A 16 de outubro de 2017, a comunidade internacional astronómica testemunhou o colapso de duas estrelas de neutrões no vazio do espaço, irradiando grandes quantidades de ouro e de outros elementos pesados numa explosão elementar sem precedentes. Dividida pela modernidade colonial numa direção em que a força da gravidade atua sobre estes dois planos – o cósmico e o geológico – a lenta sedimentação destes elementos encontra-se codificada, por um lado, em formas terrenas de energia fossilizada e, por outro, em gasosos aglomerados de radiação expandida, circulando em forma de criação e troca de valor como modo de desapropriação. Hoje, enquanto as efusões cósmicas são progressivamente colocadas na vanguarda das radiantes promessas da “tecno-esfera“ e mediadas sob a forma de bens e ativos, os metais e os minerais permanecem capturados em delimitações políticas e corporativas. Ainda assim, encrostados na superfície planetária como registos sedimentares, estes elementos evidenciam-se como tendo uma linguagem própria.

A Estrela do Sul de Jules Verne (1884) situa este movimento de repartição e despojo numa modernização da alegoria da caverna. Michael Serres descreve a caverna de Verne como um campo de redes de comunicação entre agentes estratificados e minerais: “[esta] inverte a caverna platónica ao ser um modelo em pequena escala do próprio mundo exterior. Neste caso, ele é composto de cristais de pedra dura, de corindo ou berilo, bem como de brilhantes espelhos, luzes pulsantes, fogos-de-artifício incandescentes e vibrantes – cada um multiplicando as reflexões do outro, emitindo, recebendo e trocando milhões de informações sobre eles mesmos.

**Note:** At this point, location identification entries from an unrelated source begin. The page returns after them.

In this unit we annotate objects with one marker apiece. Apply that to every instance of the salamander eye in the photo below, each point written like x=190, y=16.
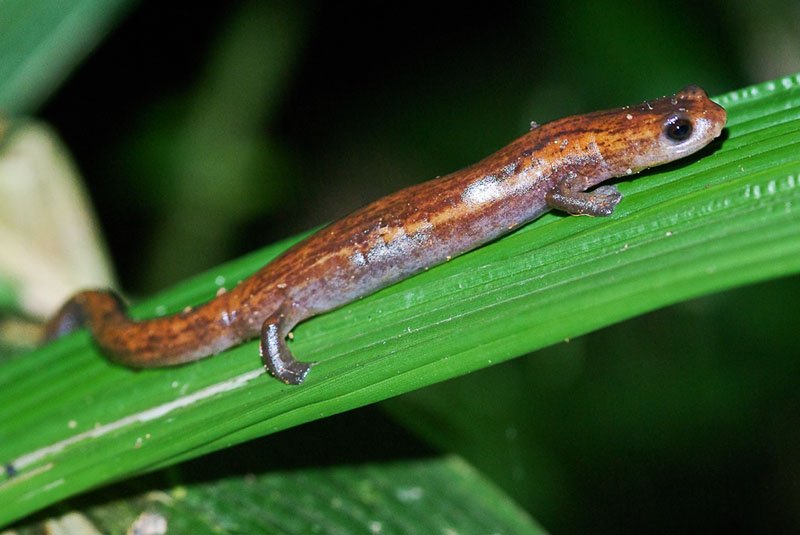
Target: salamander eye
x=678, y=128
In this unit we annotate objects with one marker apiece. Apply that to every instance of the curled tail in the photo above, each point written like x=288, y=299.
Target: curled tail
x=83, y=310
x=165, y=341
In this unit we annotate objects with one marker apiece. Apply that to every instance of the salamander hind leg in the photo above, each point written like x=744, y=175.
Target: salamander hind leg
x=276, y=355
x=569, y=198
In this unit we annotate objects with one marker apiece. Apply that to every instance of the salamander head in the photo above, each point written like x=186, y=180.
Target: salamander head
x=670, y=128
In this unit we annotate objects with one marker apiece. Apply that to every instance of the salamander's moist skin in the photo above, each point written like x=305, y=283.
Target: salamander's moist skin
x=552, y=166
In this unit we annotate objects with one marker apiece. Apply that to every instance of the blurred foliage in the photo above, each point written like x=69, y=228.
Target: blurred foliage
x=202, y=140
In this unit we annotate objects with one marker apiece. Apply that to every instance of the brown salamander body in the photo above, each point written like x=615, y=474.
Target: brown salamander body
x=396, y=236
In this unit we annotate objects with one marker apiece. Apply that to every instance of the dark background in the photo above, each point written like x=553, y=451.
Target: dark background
x=207, y=131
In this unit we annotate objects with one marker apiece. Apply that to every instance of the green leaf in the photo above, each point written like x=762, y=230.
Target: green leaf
x=727, y=217
x=41, y=42
x=426, y=496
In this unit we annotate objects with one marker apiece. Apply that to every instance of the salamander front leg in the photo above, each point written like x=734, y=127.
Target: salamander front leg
x=569, y=196
x=276, y=355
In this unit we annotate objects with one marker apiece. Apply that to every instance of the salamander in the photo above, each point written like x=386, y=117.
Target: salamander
x=553, y=166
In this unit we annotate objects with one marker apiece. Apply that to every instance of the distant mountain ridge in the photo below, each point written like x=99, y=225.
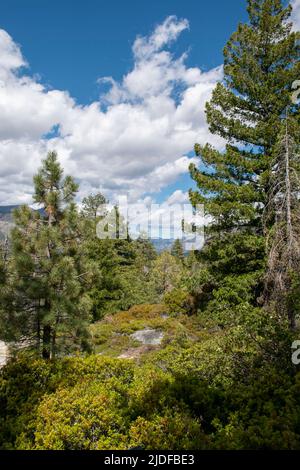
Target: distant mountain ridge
x=6, y=220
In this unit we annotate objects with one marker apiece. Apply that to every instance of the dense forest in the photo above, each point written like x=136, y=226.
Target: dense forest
x=114, y=345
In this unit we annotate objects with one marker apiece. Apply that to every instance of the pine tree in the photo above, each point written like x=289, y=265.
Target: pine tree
x=283, y=216
x=261, y=62
x=92, y=205
x=177, y=250
x=48, y=272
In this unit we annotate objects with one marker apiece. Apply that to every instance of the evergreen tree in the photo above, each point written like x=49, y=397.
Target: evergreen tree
x=91, y=205
x=283, y=215
x=48, y=273
x=177, y=250
x=261, y=62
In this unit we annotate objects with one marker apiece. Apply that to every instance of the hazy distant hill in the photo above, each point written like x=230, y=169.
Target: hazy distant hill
x=6, y=220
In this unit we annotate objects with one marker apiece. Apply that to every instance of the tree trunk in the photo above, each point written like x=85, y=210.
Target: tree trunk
x=46, y=342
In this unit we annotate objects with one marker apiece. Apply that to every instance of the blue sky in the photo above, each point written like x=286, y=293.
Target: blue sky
x=70, y=43
x=117, y=88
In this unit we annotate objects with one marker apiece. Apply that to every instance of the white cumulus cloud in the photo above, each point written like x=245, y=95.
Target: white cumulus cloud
x=133, y=140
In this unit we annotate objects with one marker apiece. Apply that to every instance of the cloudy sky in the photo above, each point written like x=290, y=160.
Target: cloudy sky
x=118, y=92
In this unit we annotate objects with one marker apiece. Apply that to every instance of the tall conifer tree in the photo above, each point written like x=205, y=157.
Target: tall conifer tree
x=261, y=63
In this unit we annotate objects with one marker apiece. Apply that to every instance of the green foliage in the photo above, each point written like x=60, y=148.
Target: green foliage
x=178, y=301
x=46, y=305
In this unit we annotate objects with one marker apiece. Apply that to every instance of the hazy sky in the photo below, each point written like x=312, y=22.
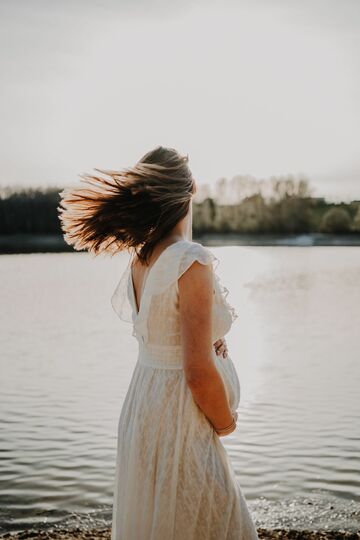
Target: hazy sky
x=261, y=87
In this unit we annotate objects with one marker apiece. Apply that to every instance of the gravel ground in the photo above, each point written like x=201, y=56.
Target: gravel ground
x=277, y=534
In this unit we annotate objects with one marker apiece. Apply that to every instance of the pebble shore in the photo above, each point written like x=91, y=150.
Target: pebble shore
x=276, y=534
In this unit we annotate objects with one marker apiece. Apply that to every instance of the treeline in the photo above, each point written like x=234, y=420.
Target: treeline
x=243, y=205
x=280, y=205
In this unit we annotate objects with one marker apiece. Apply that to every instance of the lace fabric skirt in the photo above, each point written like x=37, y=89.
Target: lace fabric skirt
x=174, y=479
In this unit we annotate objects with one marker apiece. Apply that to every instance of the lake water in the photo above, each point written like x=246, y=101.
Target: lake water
x=67, y=360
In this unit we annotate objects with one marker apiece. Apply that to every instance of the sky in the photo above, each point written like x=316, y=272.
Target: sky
x=257, y=87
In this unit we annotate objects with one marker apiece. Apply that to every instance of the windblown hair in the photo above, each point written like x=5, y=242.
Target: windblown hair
x=131, y=208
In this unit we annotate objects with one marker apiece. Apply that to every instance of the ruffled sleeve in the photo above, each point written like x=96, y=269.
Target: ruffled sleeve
x=120, y=299
x=202, y=254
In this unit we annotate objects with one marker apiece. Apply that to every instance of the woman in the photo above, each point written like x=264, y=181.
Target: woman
x=173, y=477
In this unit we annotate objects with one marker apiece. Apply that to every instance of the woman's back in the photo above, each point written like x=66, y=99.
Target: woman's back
x=173, y=477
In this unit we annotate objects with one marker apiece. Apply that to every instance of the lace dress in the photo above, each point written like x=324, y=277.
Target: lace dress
x=174, y=479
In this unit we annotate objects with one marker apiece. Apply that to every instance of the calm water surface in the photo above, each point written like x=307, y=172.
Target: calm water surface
x=66, y=363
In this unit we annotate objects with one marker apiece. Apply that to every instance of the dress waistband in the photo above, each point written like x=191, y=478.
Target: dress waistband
x=160, y=356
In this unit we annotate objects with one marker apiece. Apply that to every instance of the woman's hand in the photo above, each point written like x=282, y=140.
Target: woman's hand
x=221, y=347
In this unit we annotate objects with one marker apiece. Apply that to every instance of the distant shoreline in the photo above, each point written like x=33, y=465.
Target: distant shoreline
x=29, y=243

Simultaneamente meio e mensagem, os diamantes devolvem o brilho das sardónicas ao lápis-lazúli, e os rubis refletem as chamas da água-marinha, enquanto as esmeraldas espelham-se a si mesmas no lustro do topázio. (…)”[2] Neste sentido, os raios de luz abstraem e refletem visões homogeneizadas, universais e unificadoras da forma. Cabe assim questionar, no contexto do direito da propriedade enraizado na história da escravidão, do colonialismo e da opressão de género, como se estabeleceram os limites normativos da extração? E como é que estes são úteis para examinar as memórias de saqueio mineral por agentes coloniais e pelas incursões do capital global?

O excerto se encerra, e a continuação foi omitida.